YAOWARAT: SHOPPING AND SEAFOOD Your last day depends on your needs, and what follows. If you plan to head upcountry you need not shop in Bangkok: prices out of the city are as much as 50% lower. Martial arts types might consider a bruising day kick boxing at the Muay Thai Institute.

Thai cooking schools abound at hotels such as the Sheraton Grande Sukhumvit our personal favorite in the heart of the shopping district, and Buddhist meditation lessons come in more flavors than the local fruit drinks.

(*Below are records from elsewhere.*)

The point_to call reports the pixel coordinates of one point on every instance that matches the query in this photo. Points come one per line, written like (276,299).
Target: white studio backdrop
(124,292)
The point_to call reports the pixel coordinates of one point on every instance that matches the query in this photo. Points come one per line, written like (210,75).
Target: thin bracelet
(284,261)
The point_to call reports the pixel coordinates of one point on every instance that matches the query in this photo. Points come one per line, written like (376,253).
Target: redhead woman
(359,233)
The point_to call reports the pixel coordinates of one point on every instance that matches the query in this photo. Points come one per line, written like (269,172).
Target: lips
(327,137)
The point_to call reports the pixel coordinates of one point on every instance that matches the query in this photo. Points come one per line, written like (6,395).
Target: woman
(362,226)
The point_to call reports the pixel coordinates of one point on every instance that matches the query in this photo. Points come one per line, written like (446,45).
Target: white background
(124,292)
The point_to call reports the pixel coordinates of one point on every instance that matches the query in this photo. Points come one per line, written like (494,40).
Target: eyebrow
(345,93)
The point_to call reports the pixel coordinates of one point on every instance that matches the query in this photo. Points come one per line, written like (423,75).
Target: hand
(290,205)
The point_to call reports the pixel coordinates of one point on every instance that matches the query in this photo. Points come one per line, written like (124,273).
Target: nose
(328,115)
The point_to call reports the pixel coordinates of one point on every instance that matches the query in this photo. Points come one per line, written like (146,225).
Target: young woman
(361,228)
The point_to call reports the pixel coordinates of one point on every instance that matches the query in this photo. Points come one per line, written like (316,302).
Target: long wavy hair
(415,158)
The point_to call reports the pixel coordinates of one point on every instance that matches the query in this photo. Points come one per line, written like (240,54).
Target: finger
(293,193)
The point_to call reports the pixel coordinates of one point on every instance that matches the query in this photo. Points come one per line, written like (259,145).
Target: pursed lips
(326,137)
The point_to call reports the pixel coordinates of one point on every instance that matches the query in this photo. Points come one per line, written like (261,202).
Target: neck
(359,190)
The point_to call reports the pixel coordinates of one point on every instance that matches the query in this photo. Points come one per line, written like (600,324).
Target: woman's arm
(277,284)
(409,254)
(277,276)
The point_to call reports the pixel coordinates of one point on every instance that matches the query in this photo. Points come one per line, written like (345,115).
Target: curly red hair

Then too, you can try the many water parks, pools and Western sports complexes.

                                                    Marketplace

                                                            photo credit: Louis Bignami

Otherwise, it is time to consider Yaowarat, Bangkok?s unique Chinatown named after the main street, noisy, crowded and smog infested Yaowarat Road. Chinese merchants carried much of the trading load in Thailand even before Rama I kicked them off the site of what's now the Grand Palace complex. The Chinese barely moved off Rattanakosin Island, over Oang Ang Canal and into Yaowarat, the mile-long strip that runs to Odeon Circle near the Hua Lamphong Railway Station.

If you don't mind crowds of happy Thais and tourists the best time to visit falls between Saturday evening and Sunday midnight on the first weekend of the month. The couple of hundred yards of the upscale Odeon Circle end of Yaowarat Road that become pedestrian-only territory filled with lion dances, Chinese opera and much else. Any Chinese holiday fills the streets here with celebratory Chinese too.

The best time to shop is early in the day when shutters come off the shops and stands set up because many merchants believe it important to start the day with a sale. You may get a decent price if, of course, you know how to bargain and check department and craft outlet quality and prices downtown before you buy.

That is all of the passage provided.